OREANDA-NEWS. Fitch Ratings says that Chinese homebuilder Xinyuan Real Estate Co., Ltd.'s (Xinyuan; B/Stable) weaker margin in 2015 will not affect the company's ratings as Fitch expects margin to recover in 2016.

Xinyuan's gross margin declined to 23% in 2015, from 26% in 2014 and 33% in 2013, due to strong sales contribution from Suzhou, Shanghai and Beijing - cities where land costs are higher. EBITDA margin (after adjusting for capitalised interest) also narrowed, to 11.8% in 2015 from 14.4% in 2014, due to the sustained high selling, general and administration (SG&A) costs, which have risen to 12%-15% of contracted sales since 2014.

However, Fitch expects gross margin to improve in 2016 in line with the increase in average selling prices (ASPs) in high-tier cities at end-2015 and early 2016. For instance, the ASP for the Suzhou Lake Royal Palace project rose to CNY13,482 per square metre (sqm) in 4Q15 from CNY9,446 in 3Q2015.
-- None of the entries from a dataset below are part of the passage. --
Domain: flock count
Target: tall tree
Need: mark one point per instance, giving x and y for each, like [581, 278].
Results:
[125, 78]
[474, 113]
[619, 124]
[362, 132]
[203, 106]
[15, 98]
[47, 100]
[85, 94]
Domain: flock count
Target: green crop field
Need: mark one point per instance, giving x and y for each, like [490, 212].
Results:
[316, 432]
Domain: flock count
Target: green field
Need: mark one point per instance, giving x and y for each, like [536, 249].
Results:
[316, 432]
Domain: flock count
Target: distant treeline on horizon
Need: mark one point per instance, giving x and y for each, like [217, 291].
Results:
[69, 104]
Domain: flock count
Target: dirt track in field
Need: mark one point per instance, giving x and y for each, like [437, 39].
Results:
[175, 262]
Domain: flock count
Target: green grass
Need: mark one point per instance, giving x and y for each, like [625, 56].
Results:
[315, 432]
Fitch expects Xinyuan's leverage to climb in 2016 as the company replenishes its land bank, after not making any land acquisitions in 2015. Xinyuan's leverage - measured by net debt/adjusted inventory - declined to 42.9% at end-2015 from 43.7% at end-2014.

The company's contracted sales rose 34% to CNY8.6bn in 2015 following strong sales in the fourth quarter amid favourable sentiment in the property market. Sales were robust in its projects in Zhengzhou, Jinan, Suzhou, Kunshan and Beijing.

Xinyuan's total sellable gross floor area (GFA) fell 25% to 2.3 million sqm at end-2015. Its land bank will last 2.3 years (based on 2015 sales), which remains low compared to 'B'-rated peers. Apart from normal public auctions, Xinyuan pays advance deposits on land it wants to local government or industry partners to secure a large part of its future land bank. There is greater uncertainty about the company's land bank as a result of this acquisition strategy, which continues to constrain its scale and sales.